Welcome, and man that looks amazing!


----------



## TN Hawkeye (May 7, 2018)

Man that looks great. I'd say some us will be looking to you for knowledge.


----------



## Ware (Jan 28, 2017)

There are some nice looking lawns in Lubbock. 
@bauc54 and @MrMeaner come to mind.


----------



## bauc54 (Feb 27, 2018)

LBK_419 said:


> I'm new to the forum. Looking forward to digging through the wealth of knowledge here! Anyone else from around Lubbock, TX and have tif 419?

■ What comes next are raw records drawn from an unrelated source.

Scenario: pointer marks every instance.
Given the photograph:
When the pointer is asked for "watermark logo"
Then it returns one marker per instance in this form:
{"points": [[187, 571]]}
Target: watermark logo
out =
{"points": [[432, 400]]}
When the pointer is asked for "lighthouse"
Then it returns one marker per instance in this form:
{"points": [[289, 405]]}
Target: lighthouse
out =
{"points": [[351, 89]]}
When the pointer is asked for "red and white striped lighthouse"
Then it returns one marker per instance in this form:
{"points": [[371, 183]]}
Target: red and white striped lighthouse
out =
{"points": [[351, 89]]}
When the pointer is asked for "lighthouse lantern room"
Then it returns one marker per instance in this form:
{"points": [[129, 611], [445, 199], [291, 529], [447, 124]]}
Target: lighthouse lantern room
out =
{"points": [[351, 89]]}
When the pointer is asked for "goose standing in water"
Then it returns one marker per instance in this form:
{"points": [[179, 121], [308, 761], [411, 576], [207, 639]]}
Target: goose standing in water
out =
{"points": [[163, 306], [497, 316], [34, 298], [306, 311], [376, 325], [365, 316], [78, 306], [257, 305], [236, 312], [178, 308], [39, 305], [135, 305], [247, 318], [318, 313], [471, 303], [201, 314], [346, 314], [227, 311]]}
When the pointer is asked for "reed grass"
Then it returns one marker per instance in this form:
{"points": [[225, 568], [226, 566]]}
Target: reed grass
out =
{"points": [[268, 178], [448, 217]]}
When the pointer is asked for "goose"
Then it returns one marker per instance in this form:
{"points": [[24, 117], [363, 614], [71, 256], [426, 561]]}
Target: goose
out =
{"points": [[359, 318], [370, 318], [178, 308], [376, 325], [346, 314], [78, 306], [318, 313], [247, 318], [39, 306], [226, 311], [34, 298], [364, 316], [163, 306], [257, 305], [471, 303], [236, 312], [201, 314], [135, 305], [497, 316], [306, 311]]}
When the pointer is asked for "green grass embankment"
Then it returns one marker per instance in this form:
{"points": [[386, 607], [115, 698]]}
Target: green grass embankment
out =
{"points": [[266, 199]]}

Great looking lawn! There are several of us here in LBK. @dsbuckle @MrMeaner. @Llano Estacado lives in Shallowater I believe. I have Tiff 419 and I believe the others do as well. This forum is awesome and everyone is super helpful.


----------



## Tellycoleman (May 10, 2017)

I LOVE the lawn You are already at a level I want to be!!!
Welcome to TLF

I dont like the oak tree.


----------



## TN Hawkeye (May 7, 2018)

Telly is our resident lumberjack.


----------



## LBK_419 (Jul 25, 2018)

rhollow1 said:


> Welcome, and man that looks amazing!


Thank you!


----------



## LBK_419 (Jul 25, 2018)

TN Hawkeye said:


> Man that looks great. I'd say some us will be looking to you for knowledge.


I appreciate it.


----------



## LBK_419 (Jul 25, 2018)

Ware said:


> There are some nice looking lawns in Lubbock.
> @bauc54 and @MrMeaner come to mind.


Thanks for the connections


----------



## LBK_419 (Jul 25, 2018)

bauc54 said:


> LBK_419 said:
> 
> 
> > I'm new to the forum. Looking forward to digging through the wealth of knowledge here! Anyone else from around Lubbock, TX and have tif 419?
> ...


Thank you for pointing me to some local guys. Your lawn looks awesome as well!


----------



## LBK_419 (Jul 25, 2018)

Tellycoleman said:


> I LOVE the lawn You are already at a level I want to be!!!
> Welcome to TLF
> 
> I dont like the oak tree.


Thank you!
If the roots weren't so deep I'd pull the tree up! The circle messes up my straight lines!


----------



## dtillman5 (Jul 20, 2017)

That looks awesome! What is your HOC? @LBK_419


----------



## LBK_419 (Jul 25, 2018)

dtillman5 said:


> That looks awesome! What is your HOC? @LBK_419


Thank you! I have it set at 1/2 inch.


----------



## dtillman5 (Jul 20, 2017)

@LBK_419 Well I hope I can get mine to look like yours. Just got a reel mower and in the process of scalping down below 0.5. Yours sure is level too!


----------



## JRS 9572 (May 28, 2018)

I can only imagine how dry it is in Lubbock. Knowing that makes that lawn super awesome. Great job!


----------



## LBK_419 (Jul 25, 2018)

dtillman5 said:


> @LBK_419 Well I hope I can get mine to look like yours. Just got a reel mower and in the process of scalping down below 0.5. Yours sure is level too!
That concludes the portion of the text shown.